Toutefois, les Vingt-Sept se sont longtemps divisés sur le lien qu'ils jugent nécessaire d'établir entre le renforcement de leurs relations avec Israël et la contribution de ce pays à la recherche d'une solution négociée au conflit israélo-palestinien. La discussion a été longue entre les Etats qui, comme la France, l'Espagne ou la Suède, souhaitaient souligner fortement ce lien, et ceux qui, comme l'Allemagne, la Grande-Bretagne ou les Pays-Bas, voulaient l'atténuer. Le compromis auquel sont parvenus difficilement les Vingt-Sept précise que l'UE est déterminée à développer un partenariat plus étroit avec Israël et que celui-ci doit être considéré dans un contexte plus vaste qui inclut la résolution du conflit israélo-palestinien par la reconnaissance de deux Etats.
PROGRAMMES COMMUNAUTAIRES
Le document présenté par les Vingt-Sept , obtenu par Le Monde, indique que le partenariat renforcé, qui suscite les protestations de l'Autorité palestinienne, se traduira par un approfondissement du dialogue politique entre les deux parties, à tous les niveaux, et par la participation d'Israël à de nombreux programmes communautaires, en particulier dans le domaine de la compétitivité et de l'innovation ou dans celui de la recherche et du développement. La coopération portera également sur les transports, l'énergie, les douanes, la justice, l'éducation, les affaires sociales. Elle devrait également inclure la défense des droits de l'homme et la lutte contre le terrorisme.
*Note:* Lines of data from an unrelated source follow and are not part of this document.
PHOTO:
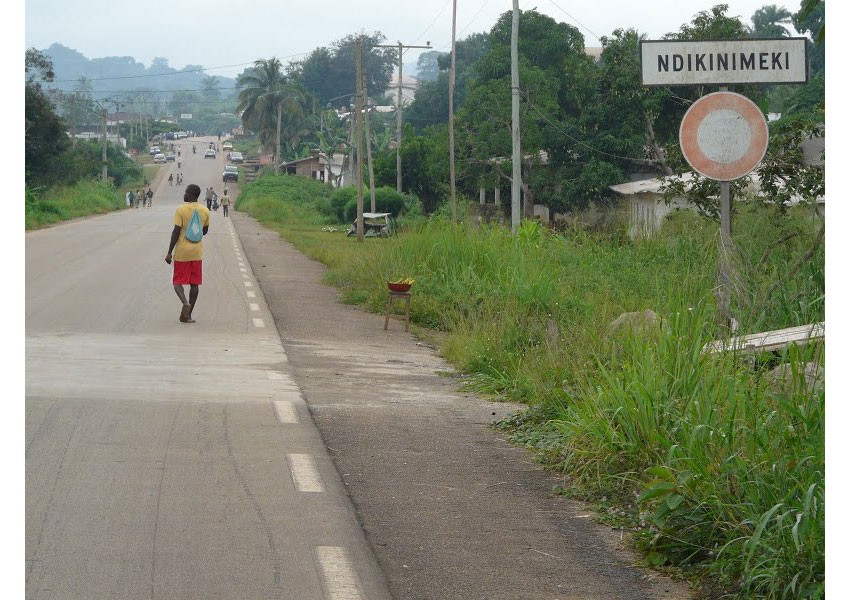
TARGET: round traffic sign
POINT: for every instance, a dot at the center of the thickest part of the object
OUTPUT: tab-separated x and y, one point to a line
723	136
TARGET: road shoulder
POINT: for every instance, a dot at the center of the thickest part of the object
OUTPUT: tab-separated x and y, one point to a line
450	508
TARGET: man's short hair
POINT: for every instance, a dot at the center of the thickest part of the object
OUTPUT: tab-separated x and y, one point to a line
194	191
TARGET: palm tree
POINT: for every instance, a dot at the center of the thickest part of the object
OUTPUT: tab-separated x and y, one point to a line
262	99
769	22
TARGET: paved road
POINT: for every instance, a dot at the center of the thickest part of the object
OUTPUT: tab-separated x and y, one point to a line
452	510
168	460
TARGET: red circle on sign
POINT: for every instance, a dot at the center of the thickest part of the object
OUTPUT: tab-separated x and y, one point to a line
728	152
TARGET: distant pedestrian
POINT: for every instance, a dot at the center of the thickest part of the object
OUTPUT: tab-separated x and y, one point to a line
225	202
188	256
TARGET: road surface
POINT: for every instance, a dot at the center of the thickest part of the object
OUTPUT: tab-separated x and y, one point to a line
168	460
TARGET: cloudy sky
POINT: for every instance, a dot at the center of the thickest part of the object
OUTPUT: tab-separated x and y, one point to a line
226	36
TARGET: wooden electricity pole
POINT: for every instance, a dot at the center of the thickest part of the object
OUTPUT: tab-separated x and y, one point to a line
401	48
516	179
452	116
358	114
368	143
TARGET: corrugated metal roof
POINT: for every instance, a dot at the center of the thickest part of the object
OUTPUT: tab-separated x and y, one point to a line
648	186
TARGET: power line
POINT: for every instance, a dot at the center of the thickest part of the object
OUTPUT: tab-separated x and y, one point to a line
567	135
576	20
439	14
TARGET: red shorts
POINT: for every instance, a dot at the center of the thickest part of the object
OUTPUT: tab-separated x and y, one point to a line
187	272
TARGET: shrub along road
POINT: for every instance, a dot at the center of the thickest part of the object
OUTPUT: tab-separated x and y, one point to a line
451	509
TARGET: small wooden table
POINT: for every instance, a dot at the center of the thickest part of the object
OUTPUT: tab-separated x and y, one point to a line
402	297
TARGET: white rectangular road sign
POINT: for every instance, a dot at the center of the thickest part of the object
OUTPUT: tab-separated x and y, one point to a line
723	62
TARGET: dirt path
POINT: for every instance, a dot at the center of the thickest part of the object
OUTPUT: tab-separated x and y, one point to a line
450	508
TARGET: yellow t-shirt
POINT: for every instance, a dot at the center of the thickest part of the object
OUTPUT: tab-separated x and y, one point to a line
186	250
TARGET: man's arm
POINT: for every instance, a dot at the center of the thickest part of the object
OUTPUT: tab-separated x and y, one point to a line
175	235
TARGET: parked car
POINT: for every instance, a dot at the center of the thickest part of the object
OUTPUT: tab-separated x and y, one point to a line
231	173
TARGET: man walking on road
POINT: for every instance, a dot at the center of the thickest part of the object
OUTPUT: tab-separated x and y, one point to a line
225	202
188	256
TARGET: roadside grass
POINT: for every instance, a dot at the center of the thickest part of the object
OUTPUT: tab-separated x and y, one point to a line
714	466
47	207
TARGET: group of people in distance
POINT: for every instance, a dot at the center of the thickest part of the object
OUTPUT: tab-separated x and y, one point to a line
213	200
138	198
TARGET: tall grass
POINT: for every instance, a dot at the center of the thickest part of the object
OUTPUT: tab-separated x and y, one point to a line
727	460
716	467
56	204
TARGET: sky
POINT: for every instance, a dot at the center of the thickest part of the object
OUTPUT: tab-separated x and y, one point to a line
225	37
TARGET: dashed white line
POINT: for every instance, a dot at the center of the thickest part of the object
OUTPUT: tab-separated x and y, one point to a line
285	412
304	473
338	573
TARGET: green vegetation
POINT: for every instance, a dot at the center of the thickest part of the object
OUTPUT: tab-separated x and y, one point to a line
713	463
62	203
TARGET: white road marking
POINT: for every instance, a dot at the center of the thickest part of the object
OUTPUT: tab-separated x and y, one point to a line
304	473
285	412
338	573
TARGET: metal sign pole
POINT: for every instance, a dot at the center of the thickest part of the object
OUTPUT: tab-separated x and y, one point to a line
725	291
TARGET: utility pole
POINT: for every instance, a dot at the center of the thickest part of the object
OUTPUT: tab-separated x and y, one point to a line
401	48
117	124
369	150
104	174
452	116
516	179
277	147
358	112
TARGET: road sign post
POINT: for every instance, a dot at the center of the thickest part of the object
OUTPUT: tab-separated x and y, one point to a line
724	136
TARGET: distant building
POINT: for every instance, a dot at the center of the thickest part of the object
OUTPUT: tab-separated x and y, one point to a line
318	166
Le document appelle à la levée progressive des restrictions israéliennes au déplacement des Palestiniens et salue "comme un pas dans la bonne direction" la suppression d'un nombre limité de barrages, tout en invitant Israël à faire beaucoup plus. L'UE se dit profondément préoccupée par les nouvelles constructions de colonies dans les territoires occupés. Elle s'inquiète également de la situation humanitaire à Gaza.
Les Européens se déclarent également préoccupés, selon le document, par le programme nucléaire de l'Iran, et déplorent que Téhéran ne se soit pas encore conformé à ses obligations internationales. Ils s'inquiètent des conséquences négatives de la politique menée par Téhéran sur la stabilité au Proche-Orient. Ils condamnent avec fermeté les menaces de l'Iran à l'égard d'Israël, ainsi que "la négation de l'Holocauste comme un fait historique".